Amy Welborn has made an interesting connection, that the supposed decline in popular piety post-Vatican II is a form of clericalism. The notion being that the conciliar emphasis on the Mass, requiring the ministry of a priest, is something unfair when it comes to lay expression of faith. Read the full piece here.
One of my fb friends and his cadre all seemed to go along with the notion that Catholic devotions are in decline. But I wonder. Certain devotions seem to have faded, but others have taken their place.
One example: wealthy Catholics certainly have more means to travel the past half-century than at any time in history. I suspect overseas pilgrimages are in ascendancy. I can’t remember the last parish I served that didn’t offer some travel possibility.
Encouraging the laity to be more consciously engaged with the specific prayers and actions of the Mass doesn’t, of course, require a diminishment of devotional, para-liturgical life outside the Mass. But in the iconoclastic, “purifying” mood of the period, that’s what happened, isn’t it? Add to that aesthetic iconoclasm, and you have little left for the laity to do except slap a guitar and write checks.
Or, perhaps not so little. In order to have that iconoclasm, you have to have real art being discarded. To my mind, altar rails aren’t high up on that list. And if statues were really unloaded into the dumpster (and I’m a skeptic that happened very often) perhaps the cheap painted plaster (or plastic) forms of Saint Boniface, Saint Stanislaus, or Saint Anthony were replaced by saints a little more close to the American heart: Elizabeth Ann Seton, Kateri Tekakwitha, or Damien of Molokai.
And so we’re told over and over that We Are the Church and “clericalism” is a sin of sorts—but then some of the primary means that we, the laity, have of expressing devotion in vivid, interesting, engaging and yes, lay-controlled ways are taken away.
Disputing my objection, someone asked me what forms of devotion did I see on the rise. When I thought about it, quite a bit. I mentioned the Camino de Santiago. Divine Mercy, probably the biggest swell in devotees. Bible study since Vatican II, certainly. Our Lady of Guadalupe in North America, and other immigrant observances.
Retreats in the Cursillo tree are certainly on the rise since the 60s. Maybe big church events are in decline, but people have their televisions, their podcasts, and other modern methods of prayer.
Amy’s characterization of Mass …
… the priest in charge, commanding our gaze as we look at his face for an hour, listening to him talk, talk, talk.
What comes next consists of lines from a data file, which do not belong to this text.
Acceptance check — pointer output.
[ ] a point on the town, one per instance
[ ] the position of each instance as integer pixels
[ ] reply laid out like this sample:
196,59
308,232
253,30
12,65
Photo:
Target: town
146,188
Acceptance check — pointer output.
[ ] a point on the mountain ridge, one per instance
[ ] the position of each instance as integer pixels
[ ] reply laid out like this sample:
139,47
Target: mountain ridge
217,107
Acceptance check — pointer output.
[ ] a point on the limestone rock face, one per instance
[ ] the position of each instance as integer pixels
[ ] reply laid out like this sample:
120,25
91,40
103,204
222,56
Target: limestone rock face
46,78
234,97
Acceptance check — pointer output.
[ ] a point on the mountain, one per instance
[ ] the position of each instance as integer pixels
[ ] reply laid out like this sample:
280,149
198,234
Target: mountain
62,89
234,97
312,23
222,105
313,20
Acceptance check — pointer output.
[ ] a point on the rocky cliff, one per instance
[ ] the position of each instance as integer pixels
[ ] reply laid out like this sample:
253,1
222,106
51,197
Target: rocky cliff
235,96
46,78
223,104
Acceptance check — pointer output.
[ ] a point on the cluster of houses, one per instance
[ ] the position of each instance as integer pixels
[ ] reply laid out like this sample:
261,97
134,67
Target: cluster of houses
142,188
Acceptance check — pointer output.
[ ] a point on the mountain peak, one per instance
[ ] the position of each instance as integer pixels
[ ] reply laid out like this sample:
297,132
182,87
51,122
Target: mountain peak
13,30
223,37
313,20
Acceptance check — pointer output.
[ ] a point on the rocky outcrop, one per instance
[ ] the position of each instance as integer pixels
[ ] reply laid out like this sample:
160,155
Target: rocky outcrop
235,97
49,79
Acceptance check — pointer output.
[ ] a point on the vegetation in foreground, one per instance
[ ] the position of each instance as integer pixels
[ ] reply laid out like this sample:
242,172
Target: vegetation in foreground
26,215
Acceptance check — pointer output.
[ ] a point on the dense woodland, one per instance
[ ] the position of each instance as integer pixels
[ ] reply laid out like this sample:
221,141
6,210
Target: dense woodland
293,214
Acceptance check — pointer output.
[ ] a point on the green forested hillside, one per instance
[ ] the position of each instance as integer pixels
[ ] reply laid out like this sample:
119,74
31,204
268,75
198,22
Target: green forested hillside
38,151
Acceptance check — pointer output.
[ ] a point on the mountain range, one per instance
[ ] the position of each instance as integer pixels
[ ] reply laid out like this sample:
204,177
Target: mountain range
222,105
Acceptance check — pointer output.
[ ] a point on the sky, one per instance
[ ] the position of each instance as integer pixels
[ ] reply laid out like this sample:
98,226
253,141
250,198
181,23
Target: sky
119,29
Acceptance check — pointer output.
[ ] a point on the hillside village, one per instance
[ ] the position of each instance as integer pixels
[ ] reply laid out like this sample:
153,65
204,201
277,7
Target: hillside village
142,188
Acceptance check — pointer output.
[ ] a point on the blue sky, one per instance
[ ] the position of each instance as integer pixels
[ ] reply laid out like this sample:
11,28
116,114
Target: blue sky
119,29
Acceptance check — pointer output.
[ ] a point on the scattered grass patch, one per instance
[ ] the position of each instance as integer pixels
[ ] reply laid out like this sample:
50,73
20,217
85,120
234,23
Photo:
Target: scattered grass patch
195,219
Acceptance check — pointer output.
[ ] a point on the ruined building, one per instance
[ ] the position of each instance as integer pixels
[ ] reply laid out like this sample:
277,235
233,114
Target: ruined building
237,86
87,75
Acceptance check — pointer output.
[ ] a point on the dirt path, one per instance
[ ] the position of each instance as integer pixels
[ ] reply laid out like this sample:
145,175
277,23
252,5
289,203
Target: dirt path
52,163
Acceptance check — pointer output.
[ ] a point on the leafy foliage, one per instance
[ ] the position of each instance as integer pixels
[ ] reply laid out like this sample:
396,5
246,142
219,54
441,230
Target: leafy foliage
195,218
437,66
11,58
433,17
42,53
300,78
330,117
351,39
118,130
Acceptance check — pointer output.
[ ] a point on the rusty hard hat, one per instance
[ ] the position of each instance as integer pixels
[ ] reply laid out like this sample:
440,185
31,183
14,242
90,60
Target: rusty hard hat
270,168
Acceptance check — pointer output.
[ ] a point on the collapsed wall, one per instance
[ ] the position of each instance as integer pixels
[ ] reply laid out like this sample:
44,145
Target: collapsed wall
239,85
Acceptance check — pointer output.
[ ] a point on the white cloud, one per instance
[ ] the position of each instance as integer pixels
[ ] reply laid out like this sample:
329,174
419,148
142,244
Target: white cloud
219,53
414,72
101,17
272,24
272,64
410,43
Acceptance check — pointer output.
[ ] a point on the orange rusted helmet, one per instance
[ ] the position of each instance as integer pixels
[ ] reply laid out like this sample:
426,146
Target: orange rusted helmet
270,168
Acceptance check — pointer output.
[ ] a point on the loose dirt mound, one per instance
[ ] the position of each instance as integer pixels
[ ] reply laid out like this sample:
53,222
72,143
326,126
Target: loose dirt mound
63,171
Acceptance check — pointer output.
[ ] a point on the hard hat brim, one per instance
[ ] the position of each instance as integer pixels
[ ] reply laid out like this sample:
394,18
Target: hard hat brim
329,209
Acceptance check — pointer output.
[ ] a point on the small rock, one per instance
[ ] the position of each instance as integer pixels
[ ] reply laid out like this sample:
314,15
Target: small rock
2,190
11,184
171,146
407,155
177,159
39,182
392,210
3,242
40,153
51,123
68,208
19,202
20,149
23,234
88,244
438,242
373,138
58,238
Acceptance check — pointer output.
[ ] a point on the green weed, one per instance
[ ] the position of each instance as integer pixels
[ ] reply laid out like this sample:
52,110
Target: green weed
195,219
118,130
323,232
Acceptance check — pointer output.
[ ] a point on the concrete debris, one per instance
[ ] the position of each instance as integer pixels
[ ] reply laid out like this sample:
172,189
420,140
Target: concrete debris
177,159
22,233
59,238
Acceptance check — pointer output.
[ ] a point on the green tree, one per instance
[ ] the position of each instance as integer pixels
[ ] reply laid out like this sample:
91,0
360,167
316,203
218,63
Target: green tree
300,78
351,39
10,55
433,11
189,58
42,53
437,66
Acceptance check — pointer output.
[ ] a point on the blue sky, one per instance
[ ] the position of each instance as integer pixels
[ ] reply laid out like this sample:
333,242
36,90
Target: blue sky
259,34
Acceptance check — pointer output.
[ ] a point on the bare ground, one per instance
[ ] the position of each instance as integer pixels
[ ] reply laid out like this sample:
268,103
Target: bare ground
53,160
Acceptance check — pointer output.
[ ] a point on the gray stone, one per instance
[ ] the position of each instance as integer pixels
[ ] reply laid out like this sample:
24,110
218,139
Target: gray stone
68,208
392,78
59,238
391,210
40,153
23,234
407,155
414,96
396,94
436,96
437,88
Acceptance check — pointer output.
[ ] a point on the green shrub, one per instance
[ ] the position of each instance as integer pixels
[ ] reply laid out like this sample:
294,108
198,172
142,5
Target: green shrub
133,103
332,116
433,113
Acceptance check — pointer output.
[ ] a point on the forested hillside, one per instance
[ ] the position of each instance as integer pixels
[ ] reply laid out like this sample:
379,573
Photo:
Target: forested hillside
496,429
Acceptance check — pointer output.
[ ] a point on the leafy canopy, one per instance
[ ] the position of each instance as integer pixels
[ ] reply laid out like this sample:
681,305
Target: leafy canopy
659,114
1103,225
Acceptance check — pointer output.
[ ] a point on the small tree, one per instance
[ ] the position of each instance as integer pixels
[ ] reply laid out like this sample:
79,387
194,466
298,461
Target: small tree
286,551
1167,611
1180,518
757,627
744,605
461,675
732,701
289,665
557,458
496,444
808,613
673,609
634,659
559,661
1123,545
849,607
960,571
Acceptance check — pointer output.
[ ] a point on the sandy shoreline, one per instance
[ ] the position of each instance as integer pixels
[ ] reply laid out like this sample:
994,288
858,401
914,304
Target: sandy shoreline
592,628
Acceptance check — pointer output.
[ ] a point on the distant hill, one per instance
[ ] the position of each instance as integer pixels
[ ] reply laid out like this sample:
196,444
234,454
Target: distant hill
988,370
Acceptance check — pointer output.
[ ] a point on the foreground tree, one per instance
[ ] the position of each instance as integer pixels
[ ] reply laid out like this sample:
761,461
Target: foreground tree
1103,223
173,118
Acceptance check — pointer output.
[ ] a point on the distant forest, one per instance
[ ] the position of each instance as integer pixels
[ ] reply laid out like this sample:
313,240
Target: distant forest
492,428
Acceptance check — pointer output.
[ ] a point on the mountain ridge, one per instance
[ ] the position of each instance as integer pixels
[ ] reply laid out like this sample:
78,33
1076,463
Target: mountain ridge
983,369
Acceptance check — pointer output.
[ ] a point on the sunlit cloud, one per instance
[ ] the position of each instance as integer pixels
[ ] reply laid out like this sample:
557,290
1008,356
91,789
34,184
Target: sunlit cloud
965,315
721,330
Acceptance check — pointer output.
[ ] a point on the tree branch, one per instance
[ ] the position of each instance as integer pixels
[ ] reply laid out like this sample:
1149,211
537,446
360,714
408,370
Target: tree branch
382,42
… just seems overblown. Of course, in her personal experience, maybe her priests do command and chit-chat all through Mass. Somehow, I doubt the usual “talk, talk, talk” is more than twenty minutes. Certainly less than the old Latin Mass, except that today there’s less mumbling.
Overall, I’d say individual devotional forms go through cycles. Some, like St Jude chain letters, will hopefully cycle into extinction. Others have deep roots in Scripture and liturgy, whether they were dreamed up by clergy, religious, or laity. Those that connect us more deeply to Christ and his mission may be the ones to attend to in the years ahead. And if things died out in the 70s, I’d challenge people to look into the end of ethnic parishes, the rise of suburban communities with their Masses in gyms. You can’t have iconoclasm when simple furnishings are just brushing aside basketball hoops on Sundays.
And the possible bottom line: if certain devotions have fallen away, maybe their roots weren’t so deep to begin with.